After a prolonged stretch of low housing inventory (numbers of homes for sale), we are starting to see some relief for home buyers. There was a 3% increase in new listings in May ’14 compared to last May and an 8.3% increase in housing inventory. While many areas are still experiencing dramatic inventory challenges, the pendulum is starting to move toward a more balanced real estate market.
The low inventory levels, as well as a shift toward traditional sales (versus foreclosures & short sales); have continued to boost the median sales price which was $210,000 in May 2014. This is the highest monthly sales price since December 2007! May’s numbers also indicate 27 straight months of year-over-year price gains. Year to date the median sales price has increased 8.9% to $195,000.
While some stats make it appear we are in a bit of a lull make no mistake, the housing market is still extremely active. Pending sales were down 9% and closed sales were down 11.4% compared to May 2013. This should not be seen as a shift, but more of a pause from the red hot market of last summer. We are still well above the levels see in 2011 and 2012 and we expect that to continue through the summer of 2014.
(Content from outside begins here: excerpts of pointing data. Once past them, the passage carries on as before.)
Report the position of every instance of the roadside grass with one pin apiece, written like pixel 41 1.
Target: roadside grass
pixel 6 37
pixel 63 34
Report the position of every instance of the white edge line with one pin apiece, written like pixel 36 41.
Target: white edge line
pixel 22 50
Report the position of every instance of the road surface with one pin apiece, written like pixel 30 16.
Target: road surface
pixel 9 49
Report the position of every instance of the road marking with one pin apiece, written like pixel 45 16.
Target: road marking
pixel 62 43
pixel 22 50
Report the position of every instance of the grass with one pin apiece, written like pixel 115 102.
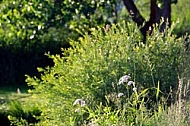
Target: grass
pixel 8 93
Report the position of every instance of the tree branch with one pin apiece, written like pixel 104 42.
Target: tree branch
pixel 134 12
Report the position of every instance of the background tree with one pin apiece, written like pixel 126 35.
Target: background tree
pixel 158 9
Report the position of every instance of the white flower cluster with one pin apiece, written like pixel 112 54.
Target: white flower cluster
pixel 125 79
pixel 81 102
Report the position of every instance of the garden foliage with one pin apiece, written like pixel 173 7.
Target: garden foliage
pixel 91 69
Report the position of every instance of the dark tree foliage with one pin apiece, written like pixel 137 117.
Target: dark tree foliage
pixel 158 9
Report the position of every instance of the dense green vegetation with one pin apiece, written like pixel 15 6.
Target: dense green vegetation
pixel 101 76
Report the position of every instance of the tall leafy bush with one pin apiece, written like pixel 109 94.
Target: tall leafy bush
pixel 89 69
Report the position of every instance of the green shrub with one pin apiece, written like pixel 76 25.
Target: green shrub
pixel 95 63
pixel 19 116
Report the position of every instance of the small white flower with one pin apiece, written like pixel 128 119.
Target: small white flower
pixel 130 83
pixel 124 79
pixel 134 89
pixel 120 95
pixel 80 102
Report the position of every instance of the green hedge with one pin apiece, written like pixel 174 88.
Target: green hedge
pixel 95 62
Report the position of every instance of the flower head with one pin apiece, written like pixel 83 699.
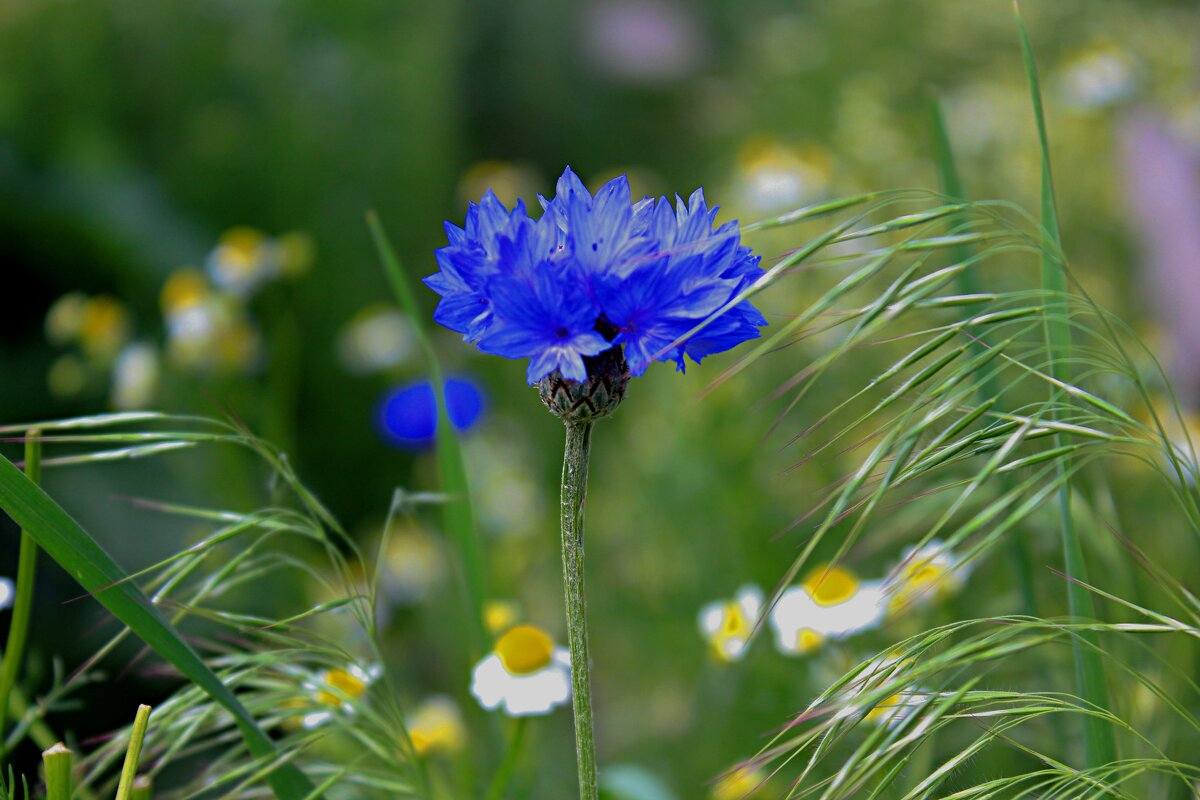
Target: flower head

I can’t overstate the impact that the shift from distressed properties (foreclosures & short sales) to traditional sales has had on our market in general, and prices in particular. For example, though new listings increased a modest 3% over last May, traditional new listing increased 14.1% while new foreclosure and short sale listings fell 44% and 47.7% respectively. The result has been more traditional buyers and less investors, and a natural increase in sales price.
With decreasing pending sales and increasing inventory, we are seeing of a more balanced local real estate market, but the seller is still usually in control. Many new listings are selling within weeks, if not days and multiple offers are common. More than ever, market dynamics are hyper-local with market conditions differing from block to block and neighborhood to neighborhood.